A 20-year veteran with 25 successful Subway franchises, Rob Woodward recently added NEXTEP SYSTEMS touch-screen kiosks to restaurants in Loveland, Colo. and Cheyenne, Wyo. "The only way to do drive-thru today is with this kiosk," says Woodward, who now has four restaurants with touch-screen drive-thru kiosks. "Previously we had to have a dedicated employee asking and answering 50 questions about each sandwich. It was a slow, inaccurate and very costly means of taking orders. Our customers love the new system."
"With the NEXTEP SYSTEMS kiosk, an average store will make enough additional profit to pay for the kiosk in six months," estimates Woodward. "Not only does the kiosk generate an additional 15% increase in sales, it also saves 40 employee hours per week, as it doesn't require someone dedicated to taking orders."
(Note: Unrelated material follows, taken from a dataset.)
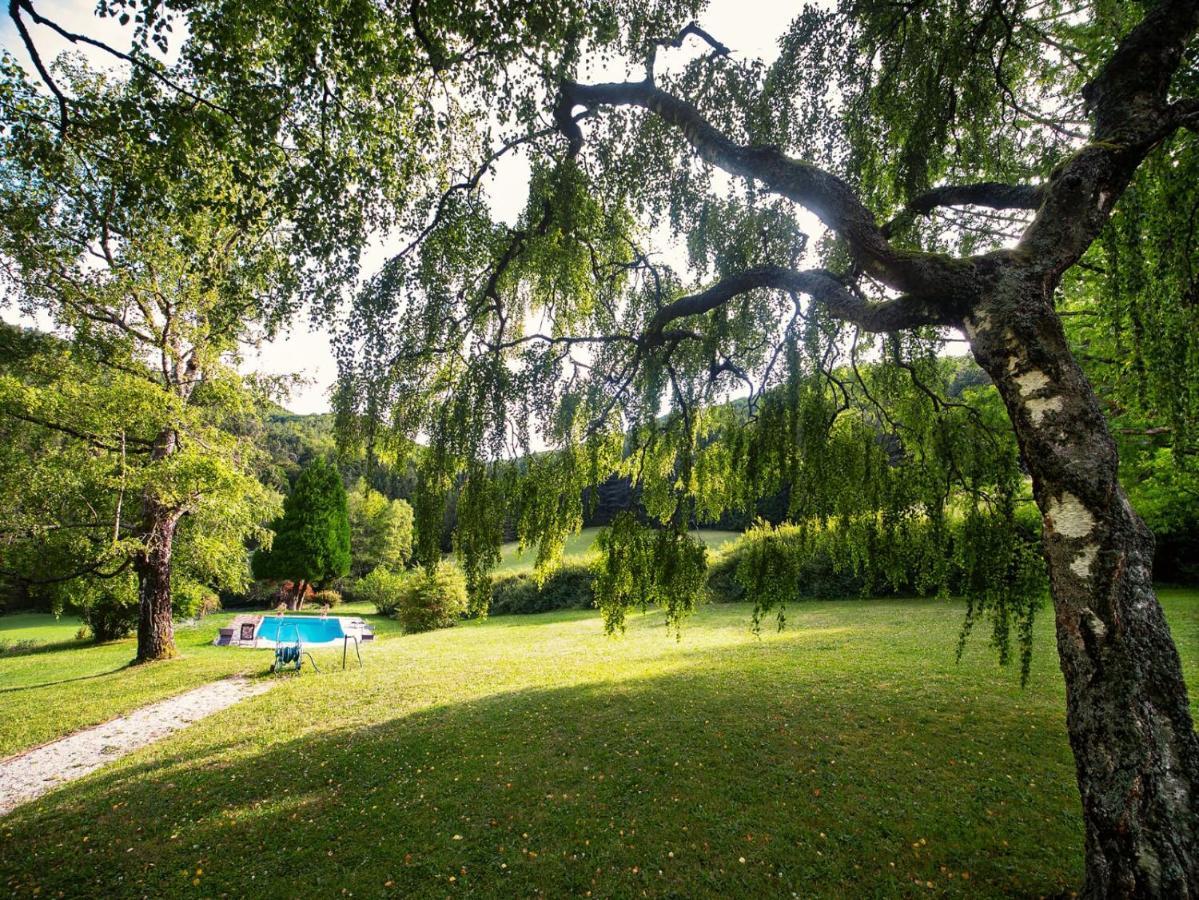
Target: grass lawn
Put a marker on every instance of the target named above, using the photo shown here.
(61, 684)
(848, 755)
(578, 548)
Woodward says NEXTEP SYSTEMS kiosks are "faster, more accurate, and are more profitable" than traditional drive-thrus, and orders are larger. "The interactive kiosks are not shy about prompting customers for double meat or extra cheese."
"The touch-screen drive-thru kiosks account for 30% to 35% of our sales. I'd guess half those customers would come inside anyway. That still translates into 15% increase in sales," explains Woodward. "A $10,000 per week store would generate additional $1,500 in weekly sales. Labor doesn't increase much; food, royalties, and labor are approximately 50%. That translates to $750 per week clear profit."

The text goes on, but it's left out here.